4 Stars
I listened to this
book on morning walks for the last couple of weeks. Its subject matter didn’t make it the
pleasantest of companions, but I could not but be impressed by its realistic exploration
of the aftermath of abuse.
The narrator is Vanessa Wye. When she was 15 she had a sexual relationship with her 42-year-old English teacher, Jacob Strane, at a private boarding school in Maine. The novel begins when she is 32 and Strane is accused of sexual abuse by another former student who wants Vanessa to come forward and speak openly about what happened to her. Vanessa is adamant that she was not abused and that her relationship with Strane was a romance.
The novel moves back and forth between 2017 and when Vanessa was in boarding school and in university. Despite her unwillingness to accept that she is a victim, it is clear that she has been harmed. Her academic promise has been unfulfilled as she works as a hotel concierge. She relies on alcohol and drugs to help her through her days. She is still fixated on Strane; when she doesn’t see him, she has casual encounters with older men.

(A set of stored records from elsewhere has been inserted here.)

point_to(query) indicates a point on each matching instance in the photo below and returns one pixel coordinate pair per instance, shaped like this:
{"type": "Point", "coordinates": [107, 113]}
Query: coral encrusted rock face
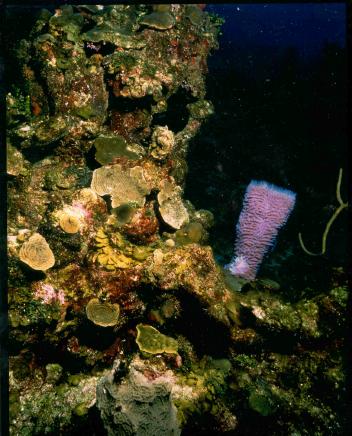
{"type": "Point", "coordinates": [37, 254]}
{"type": "Point", "coordinates": [138, 406]}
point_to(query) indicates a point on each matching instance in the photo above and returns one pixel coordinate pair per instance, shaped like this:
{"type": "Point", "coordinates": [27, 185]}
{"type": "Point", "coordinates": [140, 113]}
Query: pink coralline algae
{"type": "Point", "coordinates": [265, 210]}
{"type": "Point", "coordinates": [48, 294]}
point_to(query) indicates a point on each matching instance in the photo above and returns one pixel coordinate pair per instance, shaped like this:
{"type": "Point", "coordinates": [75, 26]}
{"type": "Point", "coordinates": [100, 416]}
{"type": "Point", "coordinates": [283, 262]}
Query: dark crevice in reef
{"type": "Point", "coordinates": [103, 48]}
{"type": "Point", "coordinates": [125, 104]}
{"type": "Point", "coordinates": [92, 164]}
{"type": "Point", "coordinates": [36, 154]}
{"type": "Point", "coordinates": [176, 115]}
{"type": "Point", "coordinates": [208, 336]}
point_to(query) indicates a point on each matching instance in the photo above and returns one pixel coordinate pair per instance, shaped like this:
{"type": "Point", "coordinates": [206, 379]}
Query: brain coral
{"type": "Point", "coordinates": [37, 254]}
{"type": "Point", "coordinates": [123, 185]}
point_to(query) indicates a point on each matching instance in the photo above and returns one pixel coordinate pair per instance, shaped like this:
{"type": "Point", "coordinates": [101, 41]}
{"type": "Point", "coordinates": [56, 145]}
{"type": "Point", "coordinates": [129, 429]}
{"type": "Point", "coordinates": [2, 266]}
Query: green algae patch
{"type": "Point", "coordinates": [158, 20]}
{"type": "Point", "coordinates": [109, 147]}
{"type": "Point", "coordinates": [150, 340]}
{"type": "Point", "coordinates": [102, 314]}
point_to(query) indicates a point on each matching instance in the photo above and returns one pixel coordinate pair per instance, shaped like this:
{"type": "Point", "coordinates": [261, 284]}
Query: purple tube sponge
{"type": "Point", "coordinates": [265, 210]}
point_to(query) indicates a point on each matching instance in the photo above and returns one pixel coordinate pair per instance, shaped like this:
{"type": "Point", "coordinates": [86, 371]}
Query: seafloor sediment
{"type": "Point", "coordinates": [121, 321]}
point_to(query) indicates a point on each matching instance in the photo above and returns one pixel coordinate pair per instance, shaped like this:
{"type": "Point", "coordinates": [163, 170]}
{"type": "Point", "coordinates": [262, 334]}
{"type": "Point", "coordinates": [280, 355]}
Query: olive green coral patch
{"type": "Point", "coordinates": [149, 339]}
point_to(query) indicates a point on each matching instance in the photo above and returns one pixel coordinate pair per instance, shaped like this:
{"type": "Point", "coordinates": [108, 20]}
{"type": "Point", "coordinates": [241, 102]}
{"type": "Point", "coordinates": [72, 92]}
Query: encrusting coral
{"type": "Point", "coordinates": [37, 254]}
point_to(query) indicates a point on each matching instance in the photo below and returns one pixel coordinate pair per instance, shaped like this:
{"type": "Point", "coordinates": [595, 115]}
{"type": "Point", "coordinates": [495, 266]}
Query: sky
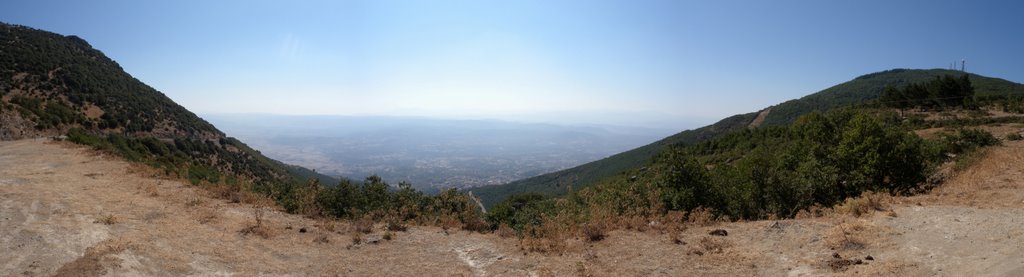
{"type": "Point", "coordinates": [674, 64]}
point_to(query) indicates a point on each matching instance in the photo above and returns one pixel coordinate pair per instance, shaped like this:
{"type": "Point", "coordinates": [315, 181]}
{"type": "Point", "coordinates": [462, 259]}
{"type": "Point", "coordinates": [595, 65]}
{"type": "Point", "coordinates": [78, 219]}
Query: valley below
{"type": "Point", "coordinates": [430, 153]}
{"type": "Point", "coordinates": [68, 211]}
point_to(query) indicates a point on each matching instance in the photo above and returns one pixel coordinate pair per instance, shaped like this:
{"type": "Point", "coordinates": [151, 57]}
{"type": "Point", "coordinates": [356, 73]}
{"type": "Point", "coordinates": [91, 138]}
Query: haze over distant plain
{"type": "Point", "coordinates": [674, 64]}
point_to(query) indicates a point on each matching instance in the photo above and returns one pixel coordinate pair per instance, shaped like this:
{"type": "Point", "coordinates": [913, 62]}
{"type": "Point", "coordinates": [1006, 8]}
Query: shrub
{"type": "Point", "coordinates": [867, 202]}
{"type": "Point", "coordinates": [364, 225]}
{"type": "Point", "coordinates": [594, 231]}
{"type": "Point", "coordinates": [108, 220]}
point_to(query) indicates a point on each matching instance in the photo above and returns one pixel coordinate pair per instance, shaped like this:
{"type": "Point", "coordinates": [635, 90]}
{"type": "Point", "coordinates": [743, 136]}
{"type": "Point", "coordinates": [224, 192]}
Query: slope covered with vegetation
{"type": "Point", "coordinates": [818, 162]}
{"type": "Point", "coordinates": [859, 91]}
{"type": "Point", "coordinates": [52, 85]}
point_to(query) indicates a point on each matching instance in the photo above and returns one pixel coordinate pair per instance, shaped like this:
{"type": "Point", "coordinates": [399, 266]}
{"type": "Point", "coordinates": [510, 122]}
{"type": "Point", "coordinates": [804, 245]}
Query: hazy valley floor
{"type": "Point", "coordinates": [68, 211]}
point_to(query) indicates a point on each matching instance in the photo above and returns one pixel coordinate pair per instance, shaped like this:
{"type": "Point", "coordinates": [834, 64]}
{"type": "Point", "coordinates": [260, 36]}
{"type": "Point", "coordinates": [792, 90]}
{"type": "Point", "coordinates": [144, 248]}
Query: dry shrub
{"type": "Point", "coordinates": [672, 223]}
{"type": "Point", "coordinates": [812, 212]}
{"type": "Point", "coordinates": [329, 225]}
{"type": "Point", "coordinates": [259, 206]}
{"type": "Point", "coordinates": [505, 231]}
{"type": "Point", "coordinates": [356, 238]}
{"type": "Point", "coordinates": [866, 203]}
{"type": "Point", "coordinates": [701, 217]}
{"type": "Point", "coordinates": [396, 225]}
{"type": "Point", "coordinates": [710, 244]}
{"type": "Point", "coordinates": [448, 222]}
{"type": "Point", "coordinates": [306, 198]}
{"type": "Point", "coordinates": [97, 260]}
{"type": "Point", "coordinates": [151, 189]}
{"type": "Point", "coordinates": [364, 225]}
{"type": "Point", "coordinates": [107, 220]}
{"type": "Point", "coordinates": [227, 192]}
{"type": "Point", "coordinates": [594, 231]}
{"type": "Point", "coordinates": [849, 235]}
{"type": "Point", "coordinates": [205, 215]}
{"type": "Point", "coordinates": [476, 225]}
{"type": "Point", "coordinates": [637, 223]}
{"type": "Point", "coordinates": [550, 236]}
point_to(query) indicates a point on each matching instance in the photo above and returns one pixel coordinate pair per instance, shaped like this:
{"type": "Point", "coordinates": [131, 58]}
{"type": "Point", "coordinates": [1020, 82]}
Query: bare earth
{"type": "Point", "coordinates": [70, 212]}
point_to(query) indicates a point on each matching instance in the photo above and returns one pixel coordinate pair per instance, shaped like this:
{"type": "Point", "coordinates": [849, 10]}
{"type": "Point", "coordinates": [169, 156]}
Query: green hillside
{"type": "Point", "coordinates": [857, 91]}
{"type": "Point", "coordinates": [55, 85]}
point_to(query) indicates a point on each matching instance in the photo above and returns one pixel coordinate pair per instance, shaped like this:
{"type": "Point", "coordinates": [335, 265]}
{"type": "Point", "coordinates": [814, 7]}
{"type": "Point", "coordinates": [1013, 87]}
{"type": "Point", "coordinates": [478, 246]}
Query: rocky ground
{"type": "Point", "coordinates": [68, 211]}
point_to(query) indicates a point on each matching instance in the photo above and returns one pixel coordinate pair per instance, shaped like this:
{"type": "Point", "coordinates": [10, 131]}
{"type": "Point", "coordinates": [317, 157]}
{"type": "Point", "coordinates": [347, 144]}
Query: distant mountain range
{"type": "Point", "coordinates": [856, 91]}
{"type": "Point", "coordinates": [53, 85]}
{"type": "Point", "coordinates": [430, 153]}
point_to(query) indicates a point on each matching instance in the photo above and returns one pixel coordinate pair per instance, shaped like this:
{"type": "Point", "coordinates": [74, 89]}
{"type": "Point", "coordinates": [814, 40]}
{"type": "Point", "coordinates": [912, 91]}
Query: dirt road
{"type": "Point", "coordinates": [68, 211]}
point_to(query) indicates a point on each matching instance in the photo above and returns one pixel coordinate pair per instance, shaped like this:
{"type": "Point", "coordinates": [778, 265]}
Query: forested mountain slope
{"type": "Point", "coordinates": [54, 85]}
{"type": "Point", "coordinates": [858, 91]}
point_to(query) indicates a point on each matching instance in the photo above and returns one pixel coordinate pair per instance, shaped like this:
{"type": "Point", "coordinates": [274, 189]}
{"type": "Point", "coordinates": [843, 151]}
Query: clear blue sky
{"type": "Point", "coordinates": [666, 63]}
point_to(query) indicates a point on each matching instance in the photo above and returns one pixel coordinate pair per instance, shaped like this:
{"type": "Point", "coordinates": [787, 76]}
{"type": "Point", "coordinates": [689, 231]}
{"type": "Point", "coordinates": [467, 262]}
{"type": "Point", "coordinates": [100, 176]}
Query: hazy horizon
{"type": "Point", "coordinates": [669, 64]}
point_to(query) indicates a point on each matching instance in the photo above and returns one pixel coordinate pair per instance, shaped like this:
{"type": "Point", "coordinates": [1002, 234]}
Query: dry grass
{"type": "Point", "coordinates": [356, 238]}
{"type": "Point", "coordinates": [701, 217]}
{"type": "Point", "coordinates": [329, 225]}
{"type": "Point", "coordinates": [850, 235]}
{"type": "Point", "coordinates": [548, 237]}
{"type": "Point", "coordinates": [813, 212]}
{"type": "Point", "coordinates": [594, 231]}
{"type": "Point", "coordinates": [505, 231]}
{"type": "Point", "coordinates": [96, 259]}
{"type": "Point", "coordinates": [365, 226]}
{"type": "Point", "coordinates": [711, 244]}
{"type": "Point", "coordinates": [259, 206]}
{"type": "Point", "coordinates": [151, 189]}
{"type": "Point", "coordinates": [395, 225]}
{"type": "Point", "coordinates": [867, 202]}
{"type": "Point", "coordinates": [476, 225]}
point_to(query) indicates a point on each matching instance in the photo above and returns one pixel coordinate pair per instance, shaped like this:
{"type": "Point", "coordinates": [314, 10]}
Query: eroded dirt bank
{"type": "Point", "coordinates": [69, 211]}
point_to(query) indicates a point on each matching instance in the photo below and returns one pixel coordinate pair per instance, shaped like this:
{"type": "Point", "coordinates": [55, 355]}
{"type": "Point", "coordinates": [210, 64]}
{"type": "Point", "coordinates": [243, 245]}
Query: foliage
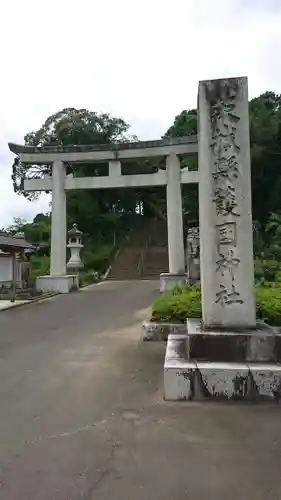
{"type": "Point", "coordinates": [185, 302]}
{"type": "Point", "coordinates": [268, 303]}
{"type": "Point", "coordinates": [107, 216]}
{"type": "Point", "coordinates": [266, 270]}
{"type": "Point", "coordinates": [177, 305]}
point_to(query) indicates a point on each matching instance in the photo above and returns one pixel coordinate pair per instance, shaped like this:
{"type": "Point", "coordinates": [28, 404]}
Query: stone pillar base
{"type": "Point", "coordinates": [168, 281]}
{"type": "Point", "coordinates": [61, 284]}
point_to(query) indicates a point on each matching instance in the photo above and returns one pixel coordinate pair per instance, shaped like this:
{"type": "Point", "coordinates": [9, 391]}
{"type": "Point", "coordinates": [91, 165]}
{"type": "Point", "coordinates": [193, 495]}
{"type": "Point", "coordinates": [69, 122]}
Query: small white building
{"type": "Point", "coordinates": [13, 261]}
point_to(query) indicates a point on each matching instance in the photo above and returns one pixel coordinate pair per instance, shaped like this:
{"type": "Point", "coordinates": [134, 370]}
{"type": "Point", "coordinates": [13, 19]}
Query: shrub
{"type": "Point", "coordinates": [266, 270]}
{"type": "Point", "coordinates": [268, 303]}
{"type": "Point", "coordinates": [185, 302]}
{"type": "Point", "coordinates": [176, 306]}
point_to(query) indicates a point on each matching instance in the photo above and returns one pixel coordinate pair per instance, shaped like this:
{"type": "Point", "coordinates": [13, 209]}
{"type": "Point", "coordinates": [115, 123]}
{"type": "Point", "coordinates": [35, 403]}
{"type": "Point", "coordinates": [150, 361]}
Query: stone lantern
{"type": "Point", "coordinates": [75, 245]}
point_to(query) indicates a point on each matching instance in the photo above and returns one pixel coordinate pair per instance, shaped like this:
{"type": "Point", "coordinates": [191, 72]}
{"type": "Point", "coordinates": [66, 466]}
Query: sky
{"type": "Point", "coordinates": [139, 60]}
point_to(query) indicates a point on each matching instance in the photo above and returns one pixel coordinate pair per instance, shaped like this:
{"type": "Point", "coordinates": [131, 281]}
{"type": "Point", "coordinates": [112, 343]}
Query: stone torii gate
{"type": "Point", "coordinates": [59, 183]}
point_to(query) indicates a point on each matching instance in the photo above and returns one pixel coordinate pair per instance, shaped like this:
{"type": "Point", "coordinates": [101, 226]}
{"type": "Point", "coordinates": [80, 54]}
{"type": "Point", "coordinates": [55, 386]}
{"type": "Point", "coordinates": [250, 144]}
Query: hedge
{"type": "Point", "coordinates": [185, 302]}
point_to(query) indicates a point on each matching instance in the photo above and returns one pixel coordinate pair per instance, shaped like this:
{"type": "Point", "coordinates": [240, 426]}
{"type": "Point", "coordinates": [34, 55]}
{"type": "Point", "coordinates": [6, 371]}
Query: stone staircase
{"type": "Point", "coordinates": [145, 256]}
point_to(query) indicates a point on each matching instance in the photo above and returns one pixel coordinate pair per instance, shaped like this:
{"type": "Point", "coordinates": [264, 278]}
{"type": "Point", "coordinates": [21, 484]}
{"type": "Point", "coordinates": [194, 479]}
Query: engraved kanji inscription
{"type": "Point", "coordinates": [227, 263]}
{"type": "Point", "coordinates": [226, 234]}
{"type": "Point", "coordinates": [223, 141]}
{"type": "Point", "coordinates": [226, 168]}
{"type": "Point", "coordinates": [226, 298]}
{"type": "Point", "coordinates": [225, 200]}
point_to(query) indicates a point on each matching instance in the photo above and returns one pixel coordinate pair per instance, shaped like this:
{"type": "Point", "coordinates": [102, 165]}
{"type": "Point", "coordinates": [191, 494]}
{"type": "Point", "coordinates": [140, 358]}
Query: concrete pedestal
{"type": "Point", "coordinates": [168, 281]}
{"type": "Point", "coordinates": [260, 344]}
{"type": "Point", "coordinates": [61, 284]}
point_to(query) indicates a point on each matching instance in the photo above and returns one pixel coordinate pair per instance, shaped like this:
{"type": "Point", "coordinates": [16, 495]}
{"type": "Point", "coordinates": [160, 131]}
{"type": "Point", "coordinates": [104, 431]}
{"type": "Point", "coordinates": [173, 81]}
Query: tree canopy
{"type": "Point", "coordinates": [108, 214]}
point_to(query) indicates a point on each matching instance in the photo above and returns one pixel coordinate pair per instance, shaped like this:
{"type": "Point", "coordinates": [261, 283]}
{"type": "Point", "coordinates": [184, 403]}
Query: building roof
{"type": "Point", "coordinates": [9, 243]}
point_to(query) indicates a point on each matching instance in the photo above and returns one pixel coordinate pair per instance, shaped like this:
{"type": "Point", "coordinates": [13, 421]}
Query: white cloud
{"type": "Point", "coordinates": [138, 60]}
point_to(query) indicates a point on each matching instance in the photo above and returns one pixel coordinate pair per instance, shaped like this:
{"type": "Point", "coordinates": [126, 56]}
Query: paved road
{"type": "Point", "coordinates": [82, 415]}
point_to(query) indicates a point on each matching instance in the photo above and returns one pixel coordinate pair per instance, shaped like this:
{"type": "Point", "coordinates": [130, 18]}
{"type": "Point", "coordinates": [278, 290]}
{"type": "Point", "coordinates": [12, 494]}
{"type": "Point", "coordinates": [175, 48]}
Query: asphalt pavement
{"type": "Point", "coordinates": [82, 415]}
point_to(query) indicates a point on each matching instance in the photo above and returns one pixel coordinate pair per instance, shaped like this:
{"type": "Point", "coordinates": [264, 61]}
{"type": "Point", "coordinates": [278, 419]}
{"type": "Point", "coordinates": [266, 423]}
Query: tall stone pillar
{"type": "Point", "coordinates": [58, 280]}
{"type": "Point", "coordinates": [226, 246]}
{"type": "Point", "coordinates": [176, 273]}
{"type": "Point", "coordinates": [58, 230]}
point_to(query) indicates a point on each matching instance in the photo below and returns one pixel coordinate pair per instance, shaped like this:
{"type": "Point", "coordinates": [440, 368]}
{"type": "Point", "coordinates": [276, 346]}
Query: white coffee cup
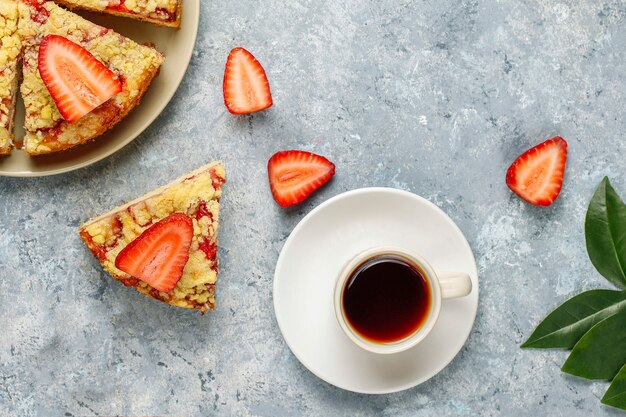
{"type": "Point", "coordinates": [443, 285]}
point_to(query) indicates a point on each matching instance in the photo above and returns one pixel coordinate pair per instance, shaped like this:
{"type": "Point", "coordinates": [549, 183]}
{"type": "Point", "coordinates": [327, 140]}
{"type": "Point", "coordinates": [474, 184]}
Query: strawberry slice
{"type": "Point", "coordinates": [158, 256]}
{"type": "Point", "coordinates": [76, 80]}
{"type": "Point", "coordinates": [294, 175]}
{"type": "Point", "coordinates": [537, 175]}
{"type": "Point", "coordinates": [246, 89]}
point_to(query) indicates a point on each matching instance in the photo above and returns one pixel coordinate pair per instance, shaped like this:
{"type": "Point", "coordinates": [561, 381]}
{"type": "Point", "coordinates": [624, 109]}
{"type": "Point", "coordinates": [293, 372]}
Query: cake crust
{"type": "Point", "coordinates": [10, 52]}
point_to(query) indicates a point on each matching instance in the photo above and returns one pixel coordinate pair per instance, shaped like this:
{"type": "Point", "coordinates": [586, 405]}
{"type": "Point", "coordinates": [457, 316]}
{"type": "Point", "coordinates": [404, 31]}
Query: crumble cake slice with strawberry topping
{"type": "Point", "coordinates": [126, 63]}
{"type": "Point", "coordinates": [164, 244]}
{"type": "Point", "coordinates": [10, 48]}
{"type": "Point", "coordinates": [159, 12]}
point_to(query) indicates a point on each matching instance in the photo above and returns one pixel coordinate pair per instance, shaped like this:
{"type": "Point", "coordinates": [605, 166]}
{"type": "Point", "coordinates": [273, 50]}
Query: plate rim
{"type": "Point", "coordinates": [138, 131]}
{"type": "Point", "coordinates": [349, 194]}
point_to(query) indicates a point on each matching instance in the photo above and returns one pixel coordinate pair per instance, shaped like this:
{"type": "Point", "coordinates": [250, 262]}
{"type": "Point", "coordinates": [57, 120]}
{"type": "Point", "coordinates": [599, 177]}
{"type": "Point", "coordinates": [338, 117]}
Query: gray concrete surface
{"type": "Point", "coordinates": [434, 97]}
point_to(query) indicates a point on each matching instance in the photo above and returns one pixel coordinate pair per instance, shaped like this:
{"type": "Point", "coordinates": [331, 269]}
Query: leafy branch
{"type": "Point", "coordinates": [593, 324]}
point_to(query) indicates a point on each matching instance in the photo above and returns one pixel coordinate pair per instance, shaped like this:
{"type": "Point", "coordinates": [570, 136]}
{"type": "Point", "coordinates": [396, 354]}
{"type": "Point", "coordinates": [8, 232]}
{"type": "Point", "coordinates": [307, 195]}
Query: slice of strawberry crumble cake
{"type": "Point", "coordinates": [164, 244]}
{"type": "Point", "coordinates": [159, 12]}
{"type": "Point", "coordinates": [132, 65]}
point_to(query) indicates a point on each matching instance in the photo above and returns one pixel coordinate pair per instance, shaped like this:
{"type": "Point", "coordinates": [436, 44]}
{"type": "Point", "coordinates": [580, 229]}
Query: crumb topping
{"type": "Point", "coordinates": [161, 10]}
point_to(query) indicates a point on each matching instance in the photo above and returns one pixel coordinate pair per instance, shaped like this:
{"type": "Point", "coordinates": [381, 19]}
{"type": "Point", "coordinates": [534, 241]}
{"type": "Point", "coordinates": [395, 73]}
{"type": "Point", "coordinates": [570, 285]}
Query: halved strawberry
{"type": "Point", "coordinates": [158, 256]}
{"type": "Point", "coordinates": [76, 80]}
{"type": "Point", "coordinates": [537, 175]}
{"type": "Point", "coordinates": [246, 89]}
{"type": "Point", "coordinates": [294, 175]}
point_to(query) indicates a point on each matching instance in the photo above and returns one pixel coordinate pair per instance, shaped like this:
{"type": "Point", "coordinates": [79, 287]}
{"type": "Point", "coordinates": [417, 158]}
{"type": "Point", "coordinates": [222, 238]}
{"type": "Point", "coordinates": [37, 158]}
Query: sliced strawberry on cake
{"type": "Point", "coordinates": [10, 48]}
{"type": "Point", "coordinates": [164, 244]}
{"type": "Point", "coordinates": [295, 175]}
{"type": "Point", "coordinates": [80, 79]}
{"type": "Point", "coordinates": [159, 12]}
{"type": "Point", "coordinates": [246, 89]}
{"type": "Point", "coordinates": [537, 175]}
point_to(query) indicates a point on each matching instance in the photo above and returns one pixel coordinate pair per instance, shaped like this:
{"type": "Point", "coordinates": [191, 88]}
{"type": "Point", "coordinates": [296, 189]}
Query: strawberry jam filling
{"type": "Point", "coordinates": [203, 211]}
{"type": "Point", "coordinates": [208, 247]}
{"type": "Point", "coordinates": [160, 13]}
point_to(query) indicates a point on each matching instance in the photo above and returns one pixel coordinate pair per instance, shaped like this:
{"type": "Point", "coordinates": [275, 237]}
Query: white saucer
{"type": "Point", "coordinates": [314, 255]}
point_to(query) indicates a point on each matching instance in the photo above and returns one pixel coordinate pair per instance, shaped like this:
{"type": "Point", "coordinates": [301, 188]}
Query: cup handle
{"type": "Point", "coordinates": [454, 284]}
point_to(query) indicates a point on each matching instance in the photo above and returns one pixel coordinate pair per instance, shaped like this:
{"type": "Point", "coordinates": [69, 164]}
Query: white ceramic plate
{"type": "Point", "coordinates": [314, 255]}
{"type": "Point", "coordinates": [177, 45]}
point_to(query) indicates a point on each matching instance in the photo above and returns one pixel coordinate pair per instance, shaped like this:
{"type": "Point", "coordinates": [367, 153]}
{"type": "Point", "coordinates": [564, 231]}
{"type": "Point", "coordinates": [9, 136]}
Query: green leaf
{"type": "Point", "coordinates": [605, 232]}
{"type": "Point", "coordinates": [616, 394]}
{"type": "Point", "coordinates": [600, 353]}
{"type": "Point", "coordinates": [572, 319]}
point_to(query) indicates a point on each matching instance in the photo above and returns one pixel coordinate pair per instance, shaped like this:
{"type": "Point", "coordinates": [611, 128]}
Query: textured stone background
{"type": "Point", "coordinates": [435, 97]}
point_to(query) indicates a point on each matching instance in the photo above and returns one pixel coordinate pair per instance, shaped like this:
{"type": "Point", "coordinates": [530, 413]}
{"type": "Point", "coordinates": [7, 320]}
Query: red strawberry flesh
{"type": "Point", "coordinates": [76, 80]}
{"type": "Point", "coordinates": [246, 89]}
{"type": "Point", "coordinates": [537, 175]}
{"type": "Point", "coordinates": [294, 175]}
{"type": "Point", "coordinates": [158, 256]}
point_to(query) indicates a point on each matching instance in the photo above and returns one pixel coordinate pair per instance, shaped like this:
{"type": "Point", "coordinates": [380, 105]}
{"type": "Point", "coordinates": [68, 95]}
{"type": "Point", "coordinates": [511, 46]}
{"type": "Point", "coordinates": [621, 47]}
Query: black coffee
{"type": "Point", "coordinates": [386, 299]}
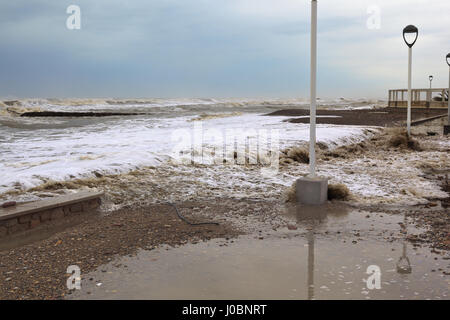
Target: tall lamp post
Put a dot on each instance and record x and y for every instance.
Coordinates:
(448, 93)
(410, 34)
(312, 189)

Strane is a textbook predator. He recognizes a lonely girl craving attention and takes advantage of her vulnerability. He flatters her with compliments so she feels special and treasured. Slowly he grooms her. He convinces her that she is beguiling so she feels powerful. He also manipulates her to see herself as dark and bad and so willing to engage in a dark relationship which society would label as bad. Strane even uses Vanessa’s love of books; he leads her to interpret Lolita as a story of forbidden love. He is so adept at manipulation that, though Vanessa feels more physical repulsion than attraction, she finds his attentions irresistible.
Vanessa is not always a likeable character, but the reader has to remind him/herself that, though she refuses to see herself as one, she is a classic victim. She continues to protect her abuser, defending and justifying his treatment of her. There is no sudden epiphany for Vanessa but that just emphasizes the extent of the psychological manipulation to which she has been subjected. She needs to see herself as fully complicit or she will have to admit she was not unique and powerful as Strane led her to believe. She has written a fiction to explain her life to herself and if she rejects that fiction, she will be totally lost.
This is an uncomfortable, unsettling book with some very disturbing scenes. Nonetheless, it is worth reading because it illustrates the impact of abuse and why women often refuse to view themselves as victims of abuse.